Carp icon indicating copy to clipboard operation
Carp copied to clipboard

Allocation made in match-ref branch do not get freed properly

Open TimDeve opened this issue 5 years ago • 13 comments

When we create a value in the branch of a match-ref, delete is not called on that value.

Example with a string:

(deftype Sum One Two)

(defn main []
    (let [state @"Ok" sumt &(Sum.One)]
     (match-ref sumt
      Sum.One (println* &@&state)
      Sum.Two ())))
Emitted C code
int main(int argc, char** argv) {
    carp_init_globals(argc, argv);
    /* let */ {
        static String _6 = "Ok";
        String *_6_ref = &_6;
        String _7 = String_copy(_6_ref);
        String state = _7;
        Sum _11 = Sum_One();
        Sum* _12 = &_11; // ref
        Sum* sumt = _12;
        if(sumt->_tag == Sum_One_tag) {
            Sum* _15_temp = sumt;
            // Case expr:
            String* _24 = &state; // ref
            String _25 = String_copy(_24);
            String* _26 = &_25; // ref
            String _27 = String_str(_26);
            String* _28 = &_27; // ref
            IO_println(_28);
        }
        else if(sumt->_tag == Sum_Two_tag) {
            Sum* _15_temp = sumt;
            // Case expr:
            /* () */
        }
        else {
          // This will not be needed with static exhaustiveness checking in 'match' expressions:
          fprintf(stderr, "Unhandled case in 'match' expression at line 7, column 6 in '/home/tim/dev/sandbox/matc/main.carp'\n");
          exit(1);
        }
        String_delete(state);
        Sum_delete(_11);
    }
    return 0;
}

Example with a lambda:

(deftype Sum One Two)

(defn main []
  (let [state 0]
   (match-ref &(Sum.One)
    Sum.One (println* ((fn [] @&state)))
    Sum.Two ())))
Emitted C code
int main(int argc, char** argv) {
    carp_init_globals(argc, argv);
    /* let */ {
        int state = 0;
        Sum _10 = Sum_One();
        Sum* _11 = &_10; // ref
        if(_11->_tag == Sum_One_tag) {
            Sum* _11_temp = _11;
            // Case expr:
            // This lambda captures 1 variables: state
            _Lambda_NAKED_LAMBDA_23_env *_23_env = CARP_MALLOC(sizeof(_Lambda_NAKED_LAMBDA_23_env));
            _23_env->state = state;
            Lambda _23 = {
              .callback = (void*)_Lambda_NAKED_LAMBDA_23,
              .env = _23_env,
              .delete = (void*)_Lambda_NAKED_LAMBDA_23_env_delete,
              .copy = (void*)_Lambda_NAKED_LAMBDA_23_env_copy
            };
            int _24 = _23.env ? ((int(*)(LambdaEnv))_23.callback)(_23.env) : ((int(*)())_23.callback)();
            String _25 = Int_str(_24);
            String* _26 = &_25; // ref
            IO_println(_26);
        }
        else if(_11->_tag == Sum_Two_tag) {
            Sum* _11_temp = _11;
            // Case expr:
            /* () */
        }
        else {
          // This will not be needed with static exhaustiveness checking in 'match' expressions:
          fprintf(stderr, "Unhandled case in 'match' expression at line 7, column 4 in '/home/tim/dev/sandbox/matc/main.carp'\n");
          exit(1);
        }
        Sum_delete(_10);
    }
    return 0;
}

TimDeve avatar Dec 11 '20 23:12 TimDeve

Might be caused by #876

TimDeve avatar Dec 11 '20 23:12 TimDeve

Sorry!
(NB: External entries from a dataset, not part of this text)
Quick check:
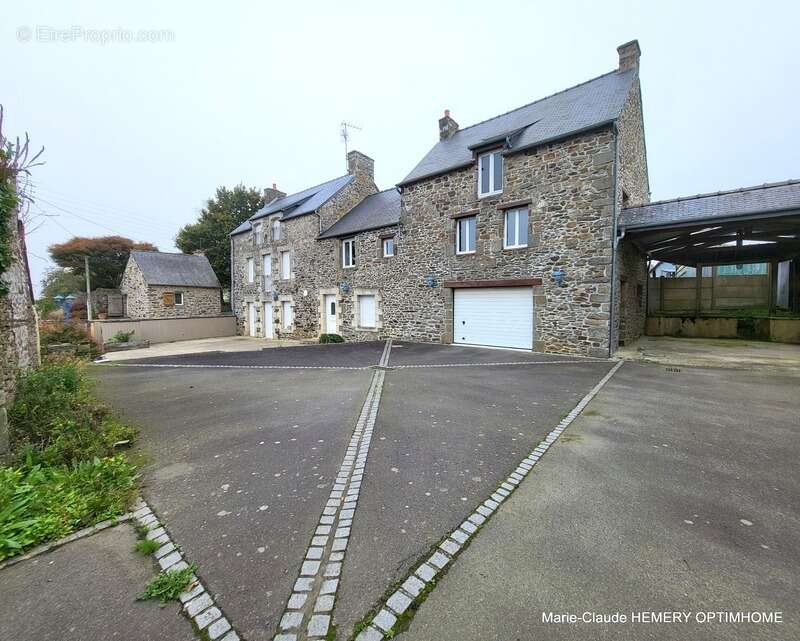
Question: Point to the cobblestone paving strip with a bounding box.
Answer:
[273,340,391,641]
[132,498,239,641]
[352,361,623,641]
[94,362,369,370]
[392,358,609,369]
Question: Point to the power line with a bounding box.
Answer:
[30,181,169,224]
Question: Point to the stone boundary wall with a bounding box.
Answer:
[90,314,236,343]
[0,216,39,457]
[647,275,770,313]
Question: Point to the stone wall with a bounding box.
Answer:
[120,260,222,319]
[396,127,614,356]
[0,215,39,457]
[231,158,377,338]
[612,80,650,349]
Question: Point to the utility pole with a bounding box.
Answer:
[83,256,92,323]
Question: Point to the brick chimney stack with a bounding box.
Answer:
[439,109,458,140]
[617,40,642,71]
[347,149,375,183]
[264,183,286,203]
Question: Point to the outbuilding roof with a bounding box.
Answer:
[620,180,800,229]
[400,69,637,185]
[230,174,355,236]
[319,187,400,238]
[131,251,220,288]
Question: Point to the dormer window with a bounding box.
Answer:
[342,238,356,267]
[478,151,503,196]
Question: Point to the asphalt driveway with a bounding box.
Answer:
[95,366,371,641]
[334,358,611,630]
[94,343,610,641]
[402,363,800,641]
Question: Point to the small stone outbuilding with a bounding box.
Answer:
[120,251,222,320]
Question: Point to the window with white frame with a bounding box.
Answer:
[281,251,292,280]
[503,207,528,249]
[456,216,477,254]
[358,294,377,329]
[261,254,272,283]
[478,151,503,196]
[342,238,356,267]
[281,300,294,329]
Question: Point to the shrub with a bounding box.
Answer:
[8,358,135,467]
[319,334,344,343]
[39,322,102,358]
[0,456,136,560]
[137,564,197,608]
[108,330,135,345]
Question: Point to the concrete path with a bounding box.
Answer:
[617,336,800,376]
[102,336,307,363]
[400,364,800,641]
[0,524,195,641]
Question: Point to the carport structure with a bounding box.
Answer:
[620,180,800,324]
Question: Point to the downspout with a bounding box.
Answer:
[229,236,234,320]
[608,120,619,358]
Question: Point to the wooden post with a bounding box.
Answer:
[767,260,778,316]
[694,265,703,316]
[83,256,92,323]
[711,265,717,311]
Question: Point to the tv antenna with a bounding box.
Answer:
[339,120,361,159]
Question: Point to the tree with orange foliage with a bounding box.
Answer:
[48,236,158,289]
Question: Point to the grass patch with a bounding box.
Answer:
[134,539,161,556]
[136,564,197,608]
[0,359,136,560]
[319,334,344,345]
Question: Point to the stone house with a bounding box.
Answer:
[231,151,378,338]
[120,251,222,320]
[231,41,649,356]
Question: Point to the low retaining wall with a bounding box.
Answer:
[91,314,236,343]
[645,316,800,343]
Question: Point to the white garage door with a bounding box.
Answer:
[453,287,533,349]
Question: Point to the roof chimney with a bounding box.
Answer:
[264,183,286,203]
[617,40,642,71]
[439,109,458,140]
[347,149,375,183]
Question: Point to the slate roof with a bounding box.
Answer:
[131,251,220,287]
[400,69,637,185]
[620,180,800,229]
[319,187,400,238]
[230,174,355,236]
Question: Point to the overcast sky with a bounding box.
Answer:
[6,0,800,286]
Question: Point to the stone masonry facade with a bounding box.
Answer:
[120,254,222,320]
[231,43,649,357]
[231,152,378,338]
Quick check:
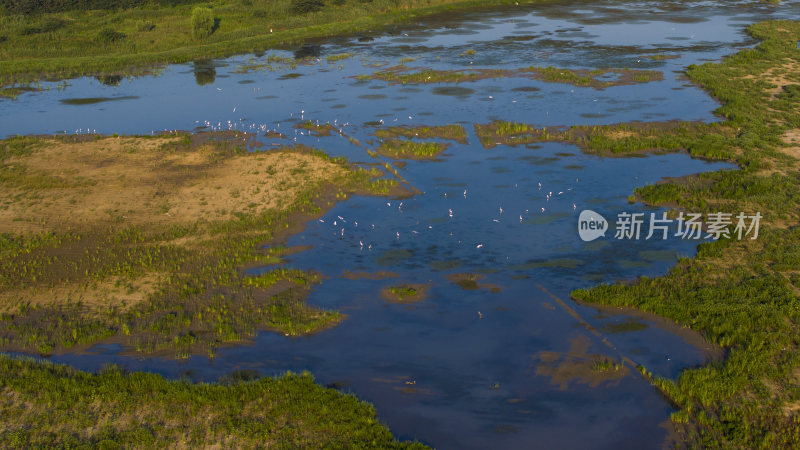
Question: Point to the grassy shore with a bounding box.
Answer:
[0,0,541,85]
[476,21,800,448]
[0,355,425,449]
[0,133,400,357]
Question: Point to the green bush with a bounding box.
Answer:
[136,19,156,31]
[95,28,125,44]
[0,0,205,15]
[20,19,66,36]
[192,7,215,39]
[290,0,325,14]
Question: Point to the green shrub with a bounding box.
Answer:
[192,7,215,39]
[20,19,66,36]
[95,28,125,44]
[290,0,325,14]
[136,19,156,31]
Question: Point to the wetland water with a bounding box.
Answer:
[0,2,800,448]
I think you are right about #876. I added these 2 lines to emitCaseEnd: https://github.com/leblowl/Carp/blob/59758c33f82c9a6c8cf81fece3caaa1adfc0d64b/src/Emit.hs#L374-L375 which causes it to only delete variables when we match by value. But I don't think that's the only time we want to delete variables in a case expression. I think we want to delete variables in a case expression when we match by value AND by ref. However, addressing #843, we do not want to delete a reference passed to the match. I hope that makes sense and my understanding is correct.

Looking at the code more, I am wondering why the reference (e.g. in #843) is added to the deleters in the first place. Maybe the issue for #843 is somewhere in here: https://github.com/carp-lang/Carp/blob/master/src/Memory.hs#L334

leblowl avatar Sep 21 '21 05:09 leblowl

Yeah, you're right - we need to clean up in the end of the branch no matter if it's a match/match-ref. So we need some more clever fix to the original bug it seems.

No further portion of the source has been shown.